Au début du XIXe siècle, les critères artistiques s'étaient fixés autour de la tradition néoclassique, dans la suite du peintre Jacques-Louis David. En marge de cet académisme, le romantisme formalisé par Géricault, Bonington et Delacroix prenait de l'ampleur.
En 1824, le salon de Paris exposa quelques unes des œuvres de Constable. Ses scènes rurales eurent une influence décisive sur des artistes plus jeunes, les menant à abandonner le formalisme de l'époque et à tirer leur propre inspiration de la nature : ils produisirent des toiles souvent rurales, s'éloignant d'un retour aux drames mythologiques.

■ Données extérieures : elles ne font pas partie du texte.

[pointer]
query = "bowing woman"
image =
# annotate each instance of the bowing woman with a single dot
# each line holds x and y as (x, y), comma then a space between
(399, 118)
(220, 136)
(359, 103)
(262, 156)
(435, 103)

Au cours de la révolution de 1848, les peintres que l'on rassemblerait bientôt sous l'école de Barbizon se réunirent et optèrent de suivre délibérement les préceptes de John Constable, afin de rendre la nature elle-même sujet de leurs peintures. Parmi eux, Millet étendit sa vision des paysages aux personnages, peignant la paysannerie et les travaux des champs. «Les glaneuses» (1857) en est un parfait exemple, montrant trois paysannes occupées glaner après la récolte, sans mise en scène dramatique ni démonstration, mais simplement une évocation de la vie simple.
Rousseau (1867) et Millet (1875) moururent à Barbizon.